For this year’s conference, we invite submissions that critically (re)consider the ways in which the politics of displacement is conceptualized in academic, legal, and policy-based theorizing and writing. Displacement is often recognized as the coerced movement of people across space (i.e. across borders, from rural to urban areas within countries, between cities, etc.). Several problems concerning thresholds and motivations for displacement arise from this spatial configuration of displacement: How far does one need to move in order to count as  displaced’? Can one be a forced migrant or be displaced without having  moved’? Thus, this notion of displacement as the movement across space might also obscure the unequal ways in which people are constrained in their mobility, or how people might feel ‘displaced’ without having moved. Moreover, conventional typologies of displacement are often determined according to whether or not a border has been crossed (i.e. refugees vs. those internally displaced), or according to the ‘force’ recognized as causing displacement (i.e. conflict; climate refugees or environmental refugees; development induced displacement; etc.).

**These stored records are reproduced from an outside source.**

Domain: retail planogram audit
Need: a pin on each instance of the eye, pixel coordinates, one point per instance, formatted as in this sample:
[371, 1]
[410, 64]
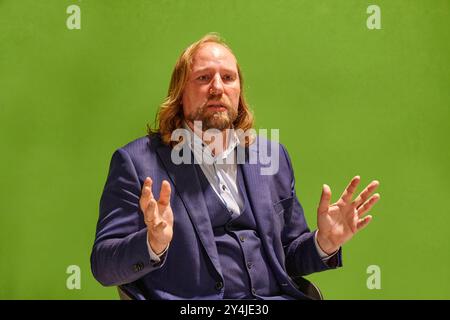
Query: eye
[203, 78]
[228, 77]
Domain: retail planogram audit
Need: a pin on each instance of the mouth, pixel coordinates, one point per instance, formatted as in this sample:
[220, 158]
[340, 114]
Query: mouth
[216, 107]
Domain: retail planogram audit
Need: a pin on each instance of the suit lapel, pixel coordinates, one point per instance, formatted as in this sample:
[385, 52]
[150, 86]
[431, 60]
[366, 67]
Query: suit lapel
[187, 185]
[258, 193]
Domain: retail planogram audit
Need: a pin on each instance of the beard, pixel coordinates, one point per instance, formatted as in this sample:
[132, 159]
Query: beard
[211, 119]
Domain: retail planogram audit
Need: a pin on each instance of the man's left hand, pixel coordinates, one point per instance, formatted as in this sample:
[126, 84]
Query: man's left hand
[339, 222]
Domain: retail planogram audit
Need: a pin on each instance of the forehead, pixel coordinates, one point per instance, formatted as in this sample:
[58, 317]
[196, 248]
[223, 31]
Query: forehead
[213, 55]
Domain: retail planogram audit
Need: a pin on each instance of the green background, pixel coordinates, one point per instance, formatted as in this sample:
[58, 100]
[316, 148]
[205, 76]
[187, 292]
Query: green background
[347, 100]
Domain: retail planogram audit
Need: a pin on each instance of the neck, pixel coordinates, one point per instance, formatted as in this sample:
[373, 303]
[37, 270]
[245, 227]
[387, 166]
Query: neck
[210, 138]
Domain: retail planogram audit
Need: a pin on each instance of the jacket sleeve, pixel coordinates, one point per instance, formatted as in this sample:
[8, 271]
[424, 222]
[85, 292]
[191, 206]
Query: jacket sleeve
[302, 256]
[120, 254]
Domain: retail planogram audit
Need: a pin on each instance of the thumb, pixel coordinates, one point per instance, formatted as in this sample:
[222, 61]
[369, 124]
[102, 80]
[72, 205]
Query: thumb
[324, 199]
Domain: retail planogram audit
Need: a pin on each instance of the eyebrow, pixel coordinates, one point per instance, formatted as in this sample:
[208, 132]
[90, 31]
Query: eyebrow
[209, 69]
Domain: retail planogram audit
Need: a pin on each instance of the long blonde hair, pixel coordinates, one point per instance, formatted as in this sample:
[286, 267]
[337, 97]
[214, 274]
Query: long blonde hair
[170, 114]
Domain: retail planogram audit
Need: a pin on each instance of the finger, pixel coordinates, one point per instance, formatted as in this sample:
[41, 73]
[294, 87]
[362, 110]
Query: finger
[146, 193]
[164, 195]
[151, 216]
[348, 192]
[160, 226]
[362, 223]
[324, 199]
[368, 204]
[364, 195]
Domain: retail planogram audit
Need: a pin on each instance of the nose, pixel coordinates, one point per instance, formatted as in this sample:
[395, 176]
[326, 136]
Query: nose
[216, 85]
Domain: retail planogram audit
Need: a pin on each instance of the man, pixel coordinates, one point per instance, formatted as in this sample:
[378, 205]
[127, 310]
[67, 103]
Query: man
[213, 229]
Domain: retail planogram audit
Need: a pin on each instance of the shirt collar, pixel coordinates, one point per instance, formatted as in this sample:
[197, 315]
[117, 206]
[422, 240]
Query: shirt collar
[201, 149]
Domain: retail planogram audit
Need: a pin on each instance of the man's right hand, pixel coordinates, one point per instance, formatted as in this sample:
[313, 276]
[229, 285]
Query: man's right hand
[158, 215]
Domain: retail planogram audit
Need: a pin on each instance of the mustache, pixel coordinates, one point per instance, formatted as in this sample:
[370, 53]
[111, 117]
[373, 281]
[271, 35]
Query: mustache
[216, 102]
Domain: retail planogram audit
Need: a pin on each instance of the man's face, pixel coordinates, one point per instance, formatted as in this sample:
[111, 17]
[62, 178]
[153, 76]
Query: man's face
[211, 94]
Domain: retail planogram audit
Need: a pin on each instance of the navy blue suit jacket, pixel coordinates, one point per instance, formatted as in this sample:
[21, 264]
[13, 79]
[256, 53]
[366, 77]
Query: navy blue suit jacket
[191, 268]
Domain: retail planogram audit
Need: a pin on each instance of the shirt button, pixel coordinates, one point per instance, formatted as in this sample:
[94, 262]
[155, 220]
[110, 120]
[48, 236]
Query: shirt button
[219, 285]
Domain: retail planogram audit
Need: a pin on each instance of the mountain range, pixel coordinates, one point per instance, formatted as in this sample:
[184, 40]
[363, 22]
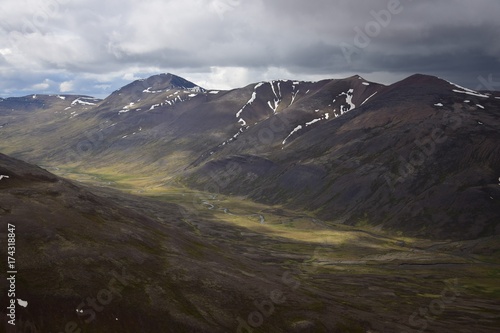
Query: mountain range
[419, 156]
[341, 205]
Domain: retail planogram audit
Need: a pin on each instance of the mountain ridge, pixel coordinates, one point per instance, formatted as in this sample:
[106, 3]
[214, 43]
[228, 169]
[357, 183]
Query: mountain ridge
[342, 139]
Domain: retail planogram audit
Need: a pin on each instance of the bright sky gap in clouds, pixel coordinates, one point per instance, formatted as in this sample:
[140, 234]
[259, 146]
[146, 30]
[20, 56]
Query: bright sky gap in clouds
[94, 47]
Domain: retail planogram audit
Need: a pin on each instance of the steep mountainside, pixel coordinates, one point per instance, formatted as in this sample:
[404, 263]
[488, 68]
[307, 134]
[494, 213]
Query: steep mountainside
[419, 156]
[138, 258]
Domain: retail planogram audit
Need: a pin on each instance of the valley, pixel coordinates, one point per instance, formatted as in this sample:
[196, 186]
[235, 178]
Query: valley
[283, 206]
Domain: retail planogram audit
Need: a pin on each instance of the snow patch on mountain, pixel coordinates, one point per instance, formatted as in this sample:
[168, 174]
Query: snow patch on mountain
[467, 91]
[348, 99]
[296, 129]
[81, 100]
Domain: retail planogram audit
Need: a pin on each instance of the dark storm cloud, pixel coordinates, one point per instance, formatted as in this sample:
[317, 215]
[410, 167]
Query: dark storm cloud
[96, 46]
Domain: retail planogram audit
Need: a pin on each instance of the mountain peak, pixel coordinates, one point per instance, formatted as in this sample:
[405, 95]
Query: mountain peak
[159, 82]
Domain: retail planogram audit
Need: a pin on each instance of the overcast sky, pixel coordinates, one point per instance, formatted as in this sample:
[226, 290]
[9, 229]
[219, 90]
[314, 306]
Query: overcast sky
[96, 46]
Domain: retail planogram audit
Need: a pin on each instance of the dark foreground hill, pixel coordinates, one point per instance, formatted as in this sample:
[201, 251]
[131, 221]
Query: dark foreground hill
[420, 156]
[96, 260]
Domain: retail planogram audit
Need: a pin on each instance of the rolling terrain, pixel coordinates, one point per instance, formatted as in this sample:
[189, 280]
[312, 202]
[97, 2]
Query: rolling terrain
[284, 206]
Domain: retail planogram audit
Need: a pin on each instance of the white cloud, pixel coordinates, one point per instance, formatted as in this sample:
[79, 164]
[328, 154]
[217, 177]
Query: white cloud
[42, 85]
[66, 86]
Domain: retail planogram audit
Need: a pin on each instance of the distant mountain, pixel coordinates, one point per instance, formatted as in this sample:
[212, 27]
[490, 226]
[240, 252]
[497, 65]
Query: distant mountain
[419, 156]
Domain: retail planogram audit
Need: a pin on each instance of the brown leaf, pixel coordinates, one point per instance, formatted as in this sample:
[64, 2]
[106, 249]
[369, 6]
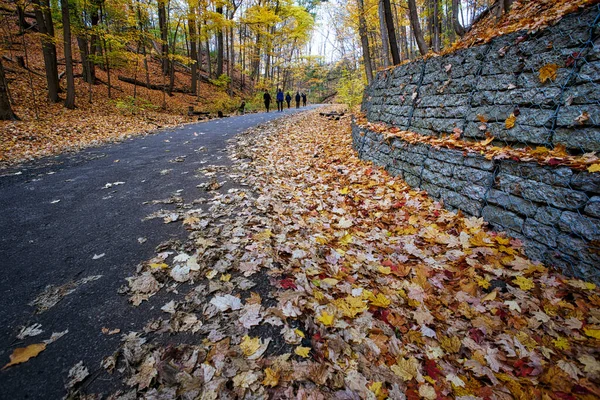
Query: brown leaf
[23, 354]
[548, 71]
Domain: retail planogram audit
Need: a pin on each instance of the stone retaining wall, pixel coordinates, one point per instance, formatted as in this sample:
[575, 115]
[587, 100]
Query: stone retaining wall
[555, 211]
[489, 82]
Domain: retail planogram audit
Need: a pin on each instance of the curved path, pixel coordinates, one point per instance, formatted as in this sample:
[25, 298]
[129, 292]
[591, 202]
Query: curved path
[61, 222]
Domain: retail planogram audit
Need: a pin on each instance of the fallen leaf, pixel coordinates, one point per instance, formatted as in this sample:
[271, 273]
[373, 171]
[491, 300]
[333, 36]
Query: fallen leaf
[21, 355]
[548, 71]
[302, 351]
[510, 121]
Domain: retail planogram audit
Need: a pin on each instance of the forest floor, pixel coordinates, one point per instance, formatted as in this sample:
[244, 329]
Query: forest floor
[308, 273]
[46, 128]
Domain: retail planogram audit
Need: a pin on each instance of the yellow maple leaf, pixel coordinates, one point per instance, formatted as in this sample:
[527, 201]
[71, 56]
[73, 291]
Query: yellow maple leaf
[249, 345]
[350, 306]
[271, 377]
[385, 270]
[510, 121]
[302, 351]
[524, 283]
[561, 343]
[346, 239]
[23, 354]
[594, 168]
[377, 389]
[482, 282]
[592, 332]
[548, 71]
[450, 344]
[380, 301]
[490, 297]
[159, 266]
[325, 318]
[406, 368]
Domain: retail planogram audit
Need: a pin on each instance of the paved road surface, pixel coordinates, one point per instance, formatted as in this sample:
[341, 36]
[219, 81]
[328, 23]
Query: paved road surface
[56, 215]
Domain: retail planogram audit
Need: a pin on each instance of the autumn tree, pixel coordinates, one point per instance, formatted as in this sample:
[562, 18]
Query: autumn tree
[70, 100]
[416, 27]
[6, 112]
[43, 15]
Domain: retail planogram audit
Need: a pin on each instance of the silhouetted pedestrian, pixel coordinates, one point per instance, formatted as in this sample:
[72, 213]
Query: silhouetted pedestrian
[267, 98]
[279, 100]
[288, 98]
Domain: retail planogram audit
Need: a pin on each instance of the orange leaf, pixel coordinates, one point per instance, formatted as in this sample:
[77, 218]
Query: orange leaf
[548, 71]
[23, 354]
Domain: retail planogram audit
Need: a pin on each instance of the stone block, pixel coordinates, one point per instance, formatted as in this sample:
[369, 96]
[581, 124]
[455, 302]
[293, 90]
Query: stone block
[545, 234]
[568, 115]
[472, 175]
[446, 155]
[555, 176]
[512, 203]
[431, 189]
[547, 215]
[589, 182]
[585, 139]
[541, 193]
[593, 207]
[412, 180]
[479, 162]
[474, 192]
[468, 206]
[580, 225]
[503, 218]
[437, 166]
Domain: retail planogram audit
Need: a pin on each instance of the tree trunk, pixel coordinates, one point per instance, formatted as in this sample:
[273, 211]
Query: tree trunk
[208, 61]
[23, 24]
[389, 20]
[437, 40]
[193, 34]
[164, 36]
[364, 40]
[458, 28]
[70, 100]
[43, 16]
[6, 112]
[84, 53]
[385, 44]
[220, 45]
[416, 27]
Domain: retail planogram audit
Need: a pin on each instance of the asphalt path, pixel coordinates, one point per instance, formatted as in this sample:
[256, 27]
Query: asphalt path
[63, 219]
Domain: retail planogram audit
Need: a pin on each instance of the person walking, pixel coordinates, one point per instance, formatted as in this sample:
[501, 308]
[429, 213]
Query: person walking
[279, 100]
[267, 99]
[288, 99]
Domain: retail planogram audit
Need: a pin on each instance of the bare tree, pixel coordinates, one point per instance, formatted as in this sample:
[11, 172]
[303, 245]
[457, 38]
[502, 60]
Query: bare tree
[458, 28]
[389, 21]
[6, 112]
[43, 15]
[70, 100]
[416, 27]
[364, 39]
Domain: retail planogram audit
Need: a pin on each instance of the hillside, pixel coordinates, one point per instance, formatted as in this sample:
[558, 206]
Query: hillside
[46, 128]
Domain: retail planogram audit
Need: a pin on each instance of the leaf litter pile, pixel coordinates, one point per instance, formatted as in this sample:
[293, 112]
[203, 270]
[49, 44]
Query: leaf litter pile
[321, 276]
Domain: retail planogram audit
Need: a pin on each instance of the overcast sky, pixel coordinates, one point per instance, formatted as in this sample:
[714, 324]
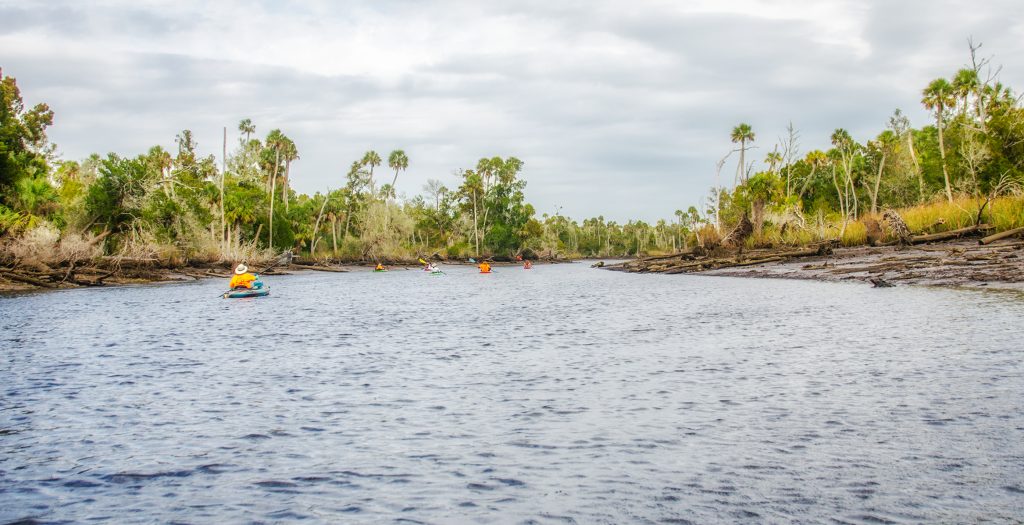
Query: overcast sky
[616, 107]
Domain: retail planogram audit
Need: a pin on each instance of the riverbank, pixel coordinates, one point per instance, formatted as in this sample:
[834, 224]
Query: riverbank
[114, 271]
[960, 263]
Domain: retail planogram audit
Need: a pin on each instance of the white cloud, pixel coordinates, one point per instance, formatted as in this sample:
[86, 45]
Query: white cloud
[617, 107]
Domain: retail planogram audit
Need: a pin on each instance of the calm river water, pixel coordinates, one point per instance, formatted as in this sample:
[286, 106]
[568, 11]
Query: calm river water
[556, 395]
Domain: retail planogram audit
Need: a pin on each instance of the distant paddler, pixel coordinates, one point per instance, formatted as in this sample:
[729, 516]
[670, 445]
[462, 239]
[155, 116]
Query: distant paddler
[243, 278]
[245, 285]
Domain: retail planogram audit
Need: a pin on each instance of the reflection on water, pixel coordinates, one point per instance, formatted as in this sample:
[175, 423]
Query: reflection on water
[555, 395]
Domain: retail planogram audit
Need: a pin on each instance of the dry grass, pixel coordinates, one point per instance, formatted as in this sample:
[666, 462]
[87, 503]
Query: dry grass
[1003, 213]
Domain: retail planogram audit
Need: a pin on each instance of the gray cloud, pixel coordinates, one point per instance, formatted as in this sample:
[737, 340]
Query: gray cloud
[616, 107]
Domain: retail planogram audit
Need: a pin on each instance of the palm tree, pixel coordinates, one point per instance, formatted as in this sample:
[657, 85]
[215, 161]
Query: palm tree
[965, 83]
[289, 152]
[742, 134]
[246, 126]
[816, 160]
[846, 147]
[372, 160]
[882, 145]
[397, 162]
[937, 97]
[772, 160]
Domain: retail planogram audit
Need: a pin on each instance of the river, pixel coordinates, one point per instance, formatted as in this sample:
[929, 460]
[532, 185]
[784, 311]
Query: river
[560, 394]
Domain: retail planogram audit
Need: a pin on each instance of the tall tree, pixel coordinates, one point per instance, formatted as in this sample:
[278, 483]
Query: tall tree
[289, 152]
[937, 97]
[372, 160]
[741, 134]
[246, 126]
[397, 162]
[23, 137]
[880, 149]
[964, 85]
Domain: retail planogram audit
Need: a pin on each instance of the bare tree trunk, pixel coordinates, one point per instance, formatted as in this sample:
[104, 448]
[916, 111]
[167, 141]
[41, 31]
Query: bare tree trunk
[334, 235]
[878, 184]
[288, 181]
[476, 228]
[840, 194]
[916, 167]
[223, 174]
[807, 183]
[312, 245]
[942, 156]
[273, 188]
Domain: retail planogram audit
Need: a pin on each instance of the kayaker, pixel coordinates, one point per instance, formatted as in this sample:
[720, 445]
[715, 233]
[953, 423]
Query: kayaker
[242, 277]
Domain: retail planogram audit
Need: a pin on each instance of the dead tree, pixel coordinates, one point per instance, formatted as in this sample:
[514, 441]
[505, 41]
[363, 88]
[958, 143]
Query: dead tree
[897, 226]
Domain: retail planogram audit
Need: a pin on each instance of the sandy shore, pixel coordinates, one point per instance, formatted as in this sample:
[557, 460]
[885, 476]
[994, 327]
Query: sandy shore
[961, 263]
[13, 280]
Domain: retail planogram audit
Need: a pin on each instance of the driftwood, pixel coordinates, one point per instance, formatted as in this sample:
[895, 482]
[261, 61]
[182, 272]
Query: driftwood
[897, 225]
[315, 267]
[948, 235]
[997, 236]
[880, 282]
[27, 279]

These typologies implicitly rely on an event-based understanding of displacement. Conceiving of displacement as resulting from events might, however, undermine the existence and legitimacy of other forms of displacement--for example displacement as it is intertwined with the slow grind of poverty, gender inequalities, racial stigma, ordinary violence, or slowly evolving ecological changes.

Travel grants and accommodation will be available for accepted participants.

We accept applications from graduate students in any discipline, and interested participants are encouraged to interpret the themes as broadly as possible. Papers might explore, for instance, the following questions and topics:

• How might attention to theories of space, place, ecology, race and gender be engaged in conceptualizations of displacement?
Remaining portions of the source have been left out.